MIGLIORARE PIU’ IN FRETTA POSSIBILE – “Dobbiamo velocizzare, abbiamo fatto insieme 14 giorni di allenamento e mi aspettavo che qualcosa di non perfetto ci fosse. Contro il Sudtirol non siamo stati belli né bravi, non siamo riusciti a sviluppare quanto preparato per nostra colpa. Lo abbiamo detto, siamo ancora alle elementari in termini di conoscenza. Affrontiamo un avversario che è più avanti, un Catanzaro che lavora insieme da due anni. Dobbiamo riproporre l’atteggiamento visto nelle due in casa, sabato lo abbiamo fatto con meno intensità, anche se la difesa ha lavorato bene e ha subito gol su un’incomprensione evitabilissima.
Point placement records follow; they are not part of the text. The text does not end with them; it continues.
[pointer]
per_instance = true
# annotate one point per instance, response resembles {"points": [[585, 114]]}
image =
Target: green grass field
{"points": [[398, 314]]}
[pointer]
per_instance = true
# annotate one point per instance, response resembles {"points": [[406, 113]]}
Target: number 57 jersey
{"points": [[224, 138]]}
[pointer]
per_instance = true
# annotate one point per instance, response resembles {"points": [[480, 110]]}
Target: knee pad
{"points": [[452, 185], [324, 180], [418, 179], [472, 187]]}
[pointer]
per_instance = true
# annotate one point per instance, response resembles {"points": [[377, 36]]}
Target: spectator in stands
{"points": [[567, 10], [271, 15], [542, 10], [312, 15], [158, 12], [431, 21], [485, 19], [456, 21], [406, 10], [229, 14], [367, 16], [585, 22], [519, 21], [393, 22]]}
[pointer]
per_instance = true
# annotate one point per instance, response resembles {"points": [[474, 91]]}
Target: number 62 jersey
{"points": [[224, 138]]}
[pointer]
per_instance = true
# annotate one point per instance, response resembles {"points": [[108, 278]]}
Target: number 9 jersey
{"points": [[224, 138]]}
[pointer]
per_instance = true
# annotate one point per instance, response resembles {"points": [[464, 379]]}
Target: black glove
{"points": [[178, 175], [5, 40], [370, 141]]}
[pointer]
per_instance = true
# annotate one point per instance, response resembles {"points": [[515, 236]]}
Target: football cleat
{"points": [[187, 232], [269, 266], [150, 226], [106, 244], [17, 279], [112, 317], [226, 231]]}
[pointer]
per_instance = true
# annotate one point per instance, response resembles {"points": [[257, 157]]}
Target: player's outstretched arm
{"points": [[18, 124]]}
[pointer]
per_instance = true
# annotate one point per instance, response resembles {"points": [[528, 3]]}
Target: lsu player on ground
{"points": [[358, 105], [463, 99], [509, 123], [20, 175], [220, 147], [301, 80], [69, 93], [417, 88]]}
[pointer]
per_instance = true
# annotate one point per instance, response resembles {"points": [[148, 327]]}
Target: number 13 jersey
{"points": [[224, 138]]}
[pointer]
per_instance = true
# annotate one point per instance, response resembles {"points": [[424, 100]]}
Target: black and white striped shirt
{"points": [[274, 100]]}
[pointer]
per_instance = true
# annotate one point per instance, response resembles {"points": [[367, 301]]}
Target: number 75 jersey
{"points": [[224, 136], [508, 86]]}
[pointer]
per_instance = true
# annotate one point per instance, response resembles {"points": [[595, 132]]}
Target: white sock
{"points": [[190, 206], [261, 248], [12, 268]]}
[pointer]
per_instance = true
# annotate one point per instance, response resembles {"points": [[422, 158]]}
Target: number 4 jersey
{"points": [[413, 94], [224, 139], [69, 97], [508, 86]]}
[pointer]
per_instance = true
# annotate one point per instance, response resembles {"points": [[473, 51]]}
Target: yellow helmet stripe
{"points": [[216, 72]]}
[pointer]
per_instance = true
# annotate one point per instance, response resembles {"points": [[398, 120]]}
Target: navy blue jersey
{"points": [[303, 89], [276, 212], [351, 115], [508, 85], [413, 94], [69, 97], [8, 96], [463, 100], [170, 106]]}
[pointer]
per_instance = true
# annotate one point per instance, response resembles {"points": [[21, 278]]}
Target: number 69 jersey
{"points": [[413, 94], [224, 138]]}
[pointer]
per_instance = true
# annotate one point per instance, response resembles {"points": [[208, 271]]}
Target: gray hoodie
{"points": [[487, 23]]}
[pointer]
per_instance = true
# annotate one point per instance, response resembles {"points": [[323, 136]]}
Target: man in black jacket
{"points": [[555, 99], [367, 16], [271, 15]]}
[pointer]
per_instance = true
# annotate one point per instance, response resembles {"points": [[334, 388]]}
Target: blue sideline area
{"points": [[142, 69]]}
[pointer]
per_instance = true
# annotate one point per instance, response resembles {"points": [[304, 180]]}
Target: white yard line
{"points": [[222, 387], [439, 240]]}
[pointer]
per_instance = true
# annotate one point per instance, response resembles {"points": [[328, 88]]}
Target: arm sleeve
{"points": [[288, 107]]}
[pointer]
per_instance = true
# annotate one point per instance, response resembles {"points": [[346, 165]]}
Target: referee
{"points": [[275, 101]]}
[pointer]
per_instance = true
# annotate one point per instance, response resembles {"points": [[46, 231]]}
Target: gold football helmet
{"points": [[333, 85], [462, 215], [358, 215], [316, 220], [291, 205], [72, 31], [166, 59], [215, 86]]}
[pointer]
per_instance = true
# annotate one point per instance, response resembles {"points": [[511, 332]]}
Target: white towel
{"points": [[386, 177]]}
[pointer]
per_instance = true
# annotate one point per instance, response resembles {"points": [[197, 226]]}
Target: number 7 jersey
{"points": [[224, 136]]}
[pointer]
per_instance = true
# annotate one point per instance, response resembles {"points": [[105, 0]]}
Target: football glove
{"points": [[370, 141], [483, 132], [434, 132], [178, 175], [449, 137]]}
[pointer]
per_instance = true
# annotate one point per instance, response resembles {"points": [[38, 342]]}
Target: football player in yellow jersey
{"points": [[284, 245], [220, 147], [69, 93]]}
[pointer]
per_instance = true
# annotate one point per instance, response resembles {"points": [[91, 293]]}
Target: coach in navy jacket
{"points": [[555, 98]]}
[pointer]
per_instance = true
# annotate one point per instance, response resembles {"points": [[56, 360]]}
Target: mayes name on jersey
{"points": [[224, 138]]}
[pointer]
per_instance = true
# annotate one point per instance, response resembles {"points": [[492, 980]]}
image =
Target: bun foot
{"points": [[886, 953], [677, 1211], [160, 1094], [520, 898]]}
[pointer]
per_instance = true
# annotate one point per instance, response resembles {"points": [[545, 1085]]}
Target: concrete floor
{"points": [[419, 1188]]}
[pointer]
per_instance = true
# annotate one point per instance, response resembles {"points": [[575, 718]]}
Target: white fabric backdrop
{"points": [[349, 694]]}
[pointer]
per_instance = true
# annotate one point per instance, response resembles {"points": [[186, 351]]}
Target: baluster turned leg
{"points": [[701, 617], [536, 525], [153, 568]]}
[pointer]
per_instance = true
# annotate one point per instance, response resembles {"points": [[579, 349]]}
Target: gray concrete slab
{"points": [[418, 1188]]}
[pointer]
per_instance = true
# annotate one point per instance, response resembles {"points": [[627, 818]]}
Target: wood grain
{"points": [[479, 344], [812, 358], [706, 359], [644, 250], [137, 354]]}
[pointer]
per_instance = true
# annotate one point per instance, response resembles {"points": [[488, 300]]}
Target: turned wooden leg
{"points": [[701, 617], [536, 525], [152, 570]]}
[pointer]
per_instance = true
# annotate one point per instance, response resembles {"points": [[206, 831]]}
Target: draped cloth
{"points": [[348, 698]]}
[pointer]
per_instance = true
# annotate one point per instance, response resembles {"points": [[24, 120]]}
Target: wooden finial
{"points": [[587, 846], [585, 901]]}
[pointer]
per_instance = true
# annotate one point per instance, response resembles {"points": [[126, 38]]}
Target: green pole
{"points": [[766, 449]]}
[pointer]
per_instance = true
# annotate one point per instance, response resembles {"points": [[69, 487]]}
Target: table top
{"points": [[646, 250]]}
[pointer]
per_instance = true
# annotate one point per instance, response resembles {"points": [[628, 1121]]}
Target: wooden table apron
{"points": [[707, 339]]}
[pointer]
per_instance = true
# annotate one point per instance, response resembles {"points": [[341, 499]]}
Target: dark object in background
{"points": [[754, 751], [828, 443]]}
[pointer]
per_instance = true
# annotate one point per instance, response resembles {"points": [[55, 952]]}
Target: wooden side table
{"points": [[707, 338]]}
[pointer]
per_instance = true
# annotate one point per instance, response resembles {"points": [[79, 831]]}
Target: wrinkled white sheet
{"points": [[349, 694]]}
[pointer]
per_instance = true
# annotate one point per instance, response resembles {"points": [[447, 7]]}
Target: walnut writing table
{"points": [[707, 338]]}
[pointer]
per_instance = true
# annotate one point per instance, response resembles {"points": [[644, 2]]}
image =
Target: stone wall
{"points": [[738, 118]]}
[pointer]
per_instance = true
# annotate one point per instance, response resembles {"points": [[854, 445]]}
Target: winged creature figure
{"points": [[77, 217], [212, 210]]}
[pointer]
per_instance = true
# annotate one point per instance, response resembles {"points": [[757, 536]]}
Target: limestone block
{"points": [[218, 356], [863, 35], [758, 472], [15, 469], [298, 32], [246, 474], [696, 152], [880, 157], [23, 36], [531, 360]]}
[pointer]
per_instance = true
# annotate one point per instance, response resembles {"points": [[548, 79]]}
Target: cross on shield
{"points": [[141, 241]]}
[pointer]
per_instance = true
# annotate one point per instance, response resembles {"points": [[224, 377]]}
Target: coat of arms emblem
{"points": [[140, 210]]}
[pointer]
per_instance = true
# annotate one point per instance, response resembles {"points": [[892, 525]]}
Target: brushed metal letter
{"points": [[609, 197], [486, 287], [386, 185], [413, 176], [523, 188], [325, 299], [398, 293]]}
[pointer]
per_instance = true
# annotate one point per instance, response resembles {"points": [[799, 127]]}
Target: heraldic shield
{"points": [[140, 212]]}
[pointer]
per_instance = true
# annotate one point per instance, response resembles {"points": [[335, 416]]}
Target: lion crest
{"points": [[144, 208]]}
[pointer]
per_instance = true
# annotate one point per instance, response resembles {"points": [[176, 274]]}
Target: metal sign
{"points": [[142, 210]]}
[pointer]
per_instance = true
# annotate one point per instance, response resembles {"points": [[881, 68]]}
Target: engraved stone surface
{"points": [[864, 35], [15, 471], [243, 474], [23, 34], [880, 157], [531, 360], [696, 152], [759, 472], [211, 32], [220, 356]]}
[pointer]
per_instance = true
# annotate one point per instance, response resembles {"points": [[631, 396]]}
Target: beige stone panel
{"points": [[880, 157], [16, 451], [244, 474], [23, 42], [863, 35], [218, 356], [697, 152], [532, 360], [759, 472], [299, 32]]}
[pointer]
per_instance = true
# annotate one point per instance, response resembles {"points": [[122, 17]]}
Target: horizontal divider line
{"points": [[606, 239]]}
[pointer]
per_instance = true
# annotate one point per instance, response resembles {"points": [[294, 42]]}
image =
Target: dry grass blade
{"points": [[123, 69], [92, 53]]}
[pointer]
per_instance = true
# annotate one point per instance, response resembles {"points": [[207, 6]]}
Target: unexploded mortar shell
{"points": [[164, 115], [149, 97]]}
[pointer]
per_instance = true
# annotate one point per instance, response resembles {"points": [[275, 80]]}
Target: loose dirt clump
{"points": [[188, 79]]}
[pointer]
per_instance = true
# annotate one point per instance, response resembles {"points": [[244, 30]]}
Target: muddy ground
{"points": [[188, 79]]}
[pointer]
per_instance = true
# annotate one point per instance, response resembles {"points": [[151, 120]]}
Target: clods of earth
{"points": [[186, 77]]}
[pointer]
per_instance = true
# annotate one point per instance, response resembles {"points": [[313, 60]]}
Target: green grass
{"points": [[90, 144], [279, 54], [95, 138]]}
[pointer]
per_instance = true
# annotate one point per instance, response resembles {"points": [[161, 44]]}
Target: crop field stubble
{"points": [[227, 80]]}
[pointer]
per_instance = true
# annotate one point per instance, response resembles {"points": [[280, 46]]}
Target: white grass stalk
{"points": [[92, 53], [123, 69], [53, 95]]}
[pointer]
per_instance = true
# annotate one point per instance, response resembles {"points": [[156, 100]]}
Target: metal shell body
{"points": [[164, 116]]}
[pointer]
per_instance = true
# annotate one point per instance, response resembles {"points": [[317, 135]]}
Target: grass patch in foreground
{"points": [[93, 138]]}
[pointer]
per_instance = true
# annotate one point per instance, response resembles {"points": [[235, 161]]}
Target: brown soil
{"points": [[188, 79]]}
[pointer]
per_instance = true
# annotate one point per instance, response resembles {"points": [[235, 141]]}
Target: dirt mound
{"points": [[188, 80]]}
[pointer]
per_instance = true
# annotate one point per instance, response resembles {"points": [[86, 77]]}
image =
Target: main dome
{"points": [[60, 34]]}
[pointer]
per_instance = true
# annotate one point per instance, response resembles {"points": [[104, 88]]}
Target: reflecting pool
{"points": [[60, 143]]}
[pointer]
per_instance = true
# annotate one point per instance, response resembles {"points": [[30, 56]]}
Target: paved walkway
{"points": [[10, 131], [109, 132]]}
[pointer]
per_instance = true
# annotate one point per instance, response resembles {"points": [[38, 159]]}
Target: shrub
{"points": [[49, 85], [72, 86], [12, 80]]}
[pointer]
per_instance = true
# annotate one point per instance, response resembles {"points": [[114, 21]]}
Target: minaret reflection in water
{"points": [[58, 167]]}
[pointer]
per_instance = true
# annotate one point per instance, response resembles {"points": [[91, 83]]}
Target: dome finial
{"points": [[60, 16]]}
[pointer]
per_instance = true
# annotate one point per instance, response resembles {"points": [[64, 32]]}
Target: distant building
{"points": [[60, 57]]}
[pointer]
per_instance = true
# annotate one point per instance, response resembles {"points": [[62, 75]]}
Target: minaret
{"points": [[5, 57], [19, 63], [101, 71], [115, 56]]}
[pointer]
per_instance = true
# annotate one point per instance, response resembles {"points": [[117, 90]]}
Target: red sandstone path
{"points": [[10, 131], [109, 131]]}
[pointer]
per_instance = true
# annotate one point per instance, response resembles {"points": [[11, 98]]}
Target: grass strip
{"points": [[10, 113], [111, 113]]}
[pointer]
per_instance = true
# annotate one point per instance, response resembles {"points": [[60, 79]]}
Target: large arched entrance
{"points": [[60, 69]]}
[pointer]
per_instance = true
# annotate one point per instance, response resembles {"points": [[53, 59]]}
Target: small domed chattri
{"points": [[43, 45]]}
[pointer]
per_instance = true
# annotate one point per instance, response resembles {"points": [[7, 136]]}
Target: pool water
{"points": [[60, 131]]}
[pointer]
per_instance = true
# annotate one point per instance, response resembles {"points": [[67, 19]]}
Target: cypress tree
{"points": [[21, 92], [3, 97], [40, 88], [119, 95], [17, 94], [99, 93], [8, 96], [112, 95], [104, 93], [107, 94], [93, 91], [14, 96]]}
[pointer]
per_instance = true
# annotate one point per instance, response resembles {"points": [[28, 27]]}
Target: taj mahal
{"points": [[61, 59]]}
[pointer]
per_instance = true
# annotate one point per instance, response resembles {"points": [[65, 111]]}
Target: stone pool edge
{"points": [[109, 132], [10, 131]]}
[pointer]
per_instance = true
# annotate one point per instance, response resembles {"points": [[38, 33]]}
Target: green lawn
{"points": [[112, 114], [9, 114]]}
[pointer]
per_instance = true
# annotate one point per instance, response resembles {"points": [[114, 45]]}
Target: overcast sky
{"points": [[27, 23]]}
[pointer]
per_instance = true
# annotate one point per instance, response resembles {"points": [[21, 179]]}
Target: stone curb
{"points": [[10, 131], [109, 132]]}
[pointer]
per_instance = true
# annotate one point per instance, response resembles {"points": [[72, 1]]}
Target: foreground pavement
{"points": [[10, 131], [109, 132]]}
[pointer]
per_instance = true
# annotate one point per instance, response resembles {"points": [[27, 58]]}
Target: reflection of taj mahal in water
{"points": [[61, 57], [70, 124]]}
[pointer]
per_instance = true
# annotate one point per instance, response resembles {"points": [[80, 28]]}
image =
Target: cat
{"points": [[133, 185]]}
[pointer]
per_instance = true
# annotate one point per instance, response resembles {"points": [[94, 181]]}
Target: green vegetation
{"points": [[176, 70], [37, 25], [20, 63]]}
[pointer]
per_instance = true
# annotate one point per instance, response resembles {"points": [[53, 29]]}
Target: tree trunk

Ora serve più personalità quando abbiamo il possesso, serve avere coraggio e fare passi in avanti più che all’indietro. Per vincere è chiaro che dobbiamo creare più situazioni, ci stiamo lavorando, cercheremo di migliorare più in fretta possibile”.

LA SCELTA DELLA FORMAZIONE – “Voglio capire chi ha recuperato meglio rispetto a sabato, deciderò sulla base di questo. Ho detto che deve ancora del tutto tornare il sole a Bari e infatti abbiamo perso Maita, abbiamo perso Ricci, abbiamo perso Menez, c’è stata la squalifica di Di Cesare. Insomma, non c’è stato turnover, abbiamo dovuto fare qualche cambio forzato, ma è stata una buona occasione per vedere all’opera altri ragazzi e per vedere a che punto è il processo di crescita”.

FIDUCIA A OLTRANZA – “Sta a me battere il ferro e continuare a tirare fuori qualcosa da questi ragazzi, mi è sempre riuscito e dovrà riuscirmi anche questa volta. All’inizio ci sono sempre cose positive e cose meno belle, ma la strada è questa. Anche io sono rimasto un po’ così dopo la trasferta di Bolzano, non me l’aspettavo, non voglio dalle mie squadre l’atteggiamento visto sabato, i ragazzi lo sanno. Nel secondo tempo abbiamo iniziato a giocare un po’ di più, nel primo tempo siamo stati solo passivi, non è questo il calcio che mi piace. Siamo però in fase di sviluppo, non dimentichiamolo. La squadra dovrà diventare figlia del suo allenatore. Sono qui a fare il mio lavoro, devo avere la forza e la positività di andare a migliorare ciò che non è ancora stato assimilato”.